Just like that, we have variations of individual’s personalities, as business culture can vary from company to company. That’s why some people fit into one particular working environment, but not in others.
Cultural fit is basically just about pairing people with business culture.
Definition of Cultural Fit
A culturally fitting employee is someone who fits smoothly within the company’s organizational culture: the value systems, leadership structure, and practices of an organization.
Everything, from the way an employee interacts to their communication behaviors all shape the culture of an organization. You may need to witness how one toxic person can untie the threads that keep your company culture united.
This is the reason why the concept of cultural fit is so widespread today.
History of Cultural Fit
The history of cultural fit goes back to the 1980s.

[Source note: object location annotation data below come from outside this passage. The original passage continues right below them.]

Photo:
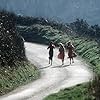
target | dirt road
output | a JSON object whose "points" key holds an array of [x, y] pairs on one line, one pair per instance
{"points": [[53, 78]]}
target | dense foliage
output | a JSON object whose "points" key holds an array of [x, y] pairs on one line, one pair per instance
{"points": [[11, 43]]}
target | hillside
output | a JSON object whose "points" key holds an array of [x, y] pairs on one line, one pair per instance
{"points": [[86, 41], [15, 69], [65, 10]]}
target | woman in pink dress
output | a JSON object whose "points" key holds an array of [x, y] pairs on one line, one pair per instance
{"points": [[51, 47], [71, 52], [61, 54]]}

According to the article, Guess Who Doesn’t Fit In at Work by researcher Lauren Rivera, “The original idea was that if companies hired individuals whose personalities and values – and not just their skills – meshed with an organization’s strategy, workers would feel more attached to their jobs, work harder and stay longer.”
In 2007, the Society for Industrial and Organizational Psychology also published a book “a collection of studies” on the topic of cultural fit in the workplace.

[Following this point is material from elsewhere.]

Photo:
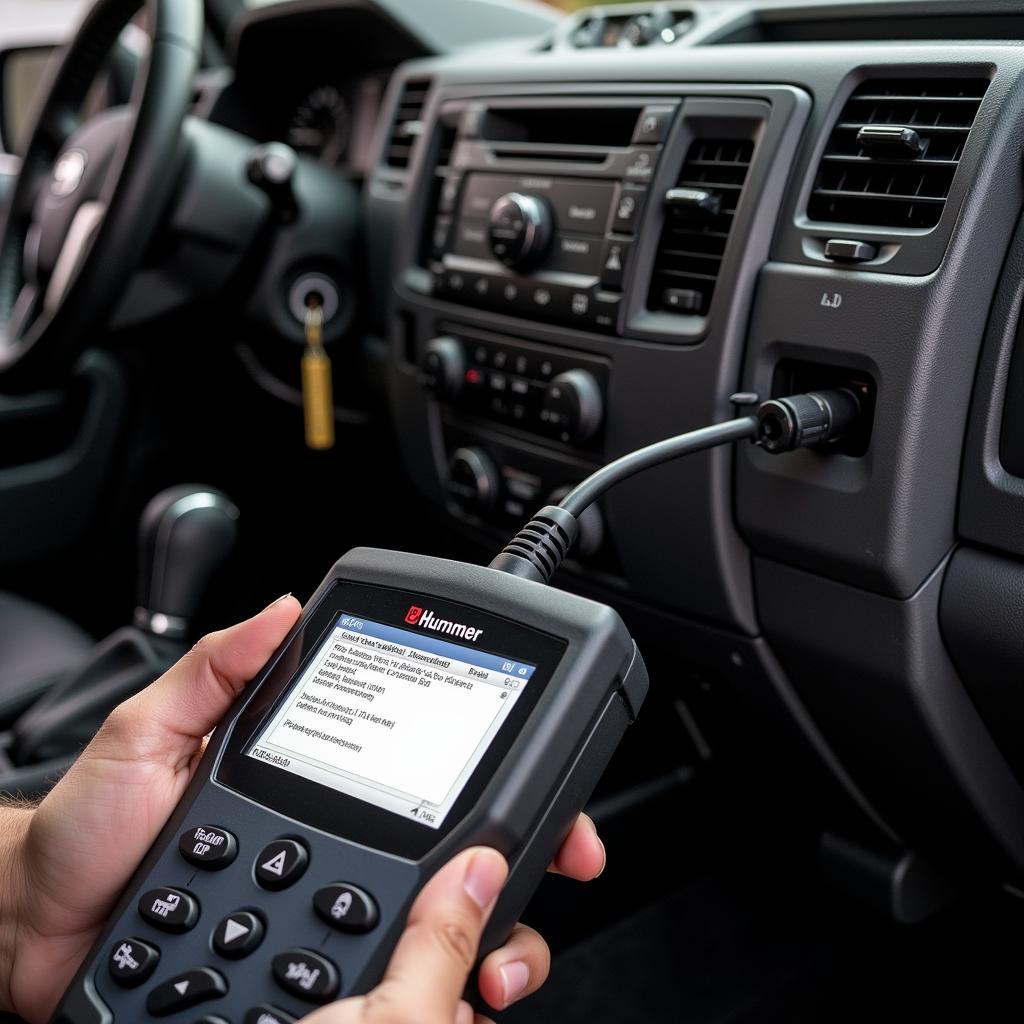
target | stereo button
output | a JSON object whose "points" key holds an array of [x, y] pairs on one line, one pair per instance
{"points": [[473, 240], [629, 207], [613, 268], [606, 305], [577, 254], [482, 190], [450, 194], [641, 167], [653, 124], [580, 206]]}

With the evolving research on cultural fit in academia, companies also have begun to draw their own interpretations and styles of hiring.
Why Culture Fit is important?
Prioritization of cultural fit is beneficial for both employees and employers. As an employer, you would want to hire someone who shares the company’s goals, and priorities. Therefore, the stakes of finding a cultural fit are pretty high.
If a company doesn’t have a great cultural fit with its employees it will likely have trouble with leadership and disagreements within the organization about its values. It may break an organization’s efficiency, at its worst. And at best, you may have someone who is difficult to communicate with or disagrees with the company’s overall mission.
Cultural Fit Interview Questions
Here are few sample interview questions that may help you to assess whether the candidate will be a good match with your workplace culture and environment for other employees.
- Do you prefer, working alone or in a team?
- How would you describe your work style?
- In what kind of work environment are you most productive and happy.
- How much time would you be able to allocate to working alone or in a team?